DETAILED DESCRIPTION OF THE INVENTION Field of Industrial Application The present invention relates to a permanently insulating brick for molten metal containers, etc.
In particular, it relates to a heat-insulating permanent brick with good heat-insulating properties.

Conventional technology Permanently tensioned bricks in molten metal containers are used to protect the iron skin from damage to the work bricks. ) Bricks are used. As the name suggests, permanent bricks are used for a fairly long period of time, from six months to a year.

Recent molten metal containers have begun to play the role of reaction vessels for preliminary treatment of hot metal, secondary refining of molten steel, etc., rather than simply serving as containers for transporting molten metal. As a result, the time the molten metal remains in the molten metal container becomes longer, and
The temperature drop is increasing. Therefore, various measures are taken to compensate for the temperature, such as blowing gaseous acid (gaseous oxygen) into the hot metal and raising the tapping temperature of the converter. However, because conventional work bricks have poor durability, carbon-containing refractories are often used, and their high thermal conductivity further increases the temperature drop, creating a vicious cycle. The best way to prevent this is to strengthen the insulation of the molten metal container.

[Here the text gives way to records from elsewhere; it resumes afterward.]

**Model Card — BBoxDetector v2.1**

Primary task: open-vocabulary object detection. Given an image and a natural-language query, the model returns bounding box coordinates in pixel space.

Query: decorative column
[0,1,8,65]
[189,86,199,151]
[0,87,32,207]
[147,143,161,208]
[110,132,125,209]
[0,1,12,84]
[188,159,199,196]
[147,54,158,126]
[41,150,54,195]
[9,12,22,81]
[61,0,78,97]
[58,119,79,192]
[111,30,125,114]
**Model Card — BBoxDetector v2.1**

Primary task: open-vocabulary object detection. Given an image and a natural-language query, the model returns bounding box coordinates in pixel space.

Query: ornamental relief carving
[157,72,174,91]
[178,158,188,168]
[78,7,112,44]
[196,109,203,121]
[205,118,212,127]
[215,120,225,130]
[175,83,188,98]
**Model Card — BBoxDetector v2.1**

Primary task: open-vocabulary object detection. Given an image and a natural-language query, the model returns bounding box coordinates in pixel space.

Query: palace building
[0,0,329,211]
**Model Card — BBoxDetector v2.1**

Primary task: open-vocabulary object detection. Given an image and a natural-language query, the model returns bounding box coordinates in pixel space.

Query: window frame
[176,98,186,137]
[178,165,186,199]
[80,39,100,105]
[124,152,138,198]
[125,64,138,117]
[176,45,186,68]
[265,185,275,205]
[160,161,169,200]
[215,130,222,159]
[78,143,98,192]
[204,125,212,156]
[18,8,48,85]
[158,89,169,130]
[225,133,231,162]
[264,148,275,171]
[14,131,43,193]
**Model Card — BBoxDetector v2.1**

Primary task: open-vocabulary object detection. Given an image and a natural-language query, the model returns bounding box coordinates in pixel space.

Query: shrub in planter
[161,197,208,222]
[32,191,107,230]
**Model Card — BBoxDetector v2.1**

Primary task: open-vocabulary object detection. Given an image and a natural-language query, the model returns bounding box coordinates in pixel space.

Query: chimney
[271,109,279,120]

Problems to be Solved by the Invention Means for reinforcing the insulation of the molten metal container are: - For boat fishing, install fire-resistant insulation bricks between the iron skin and the permanent bricks, or install fire-resistant glass fibers (so-called ceramic fibers). ) will be adopted.

However, insulating bricks deteriorate due to moisture in the mortar of the work bricks that are repeatedly applied during the use of the molten metal container, making it difficult to withstand long-term use, and ceramic fibers become crumbly when subjected to repeated compression pressure. This has disadvantages such as creating gaps and making the structure of the permanent brick unstable.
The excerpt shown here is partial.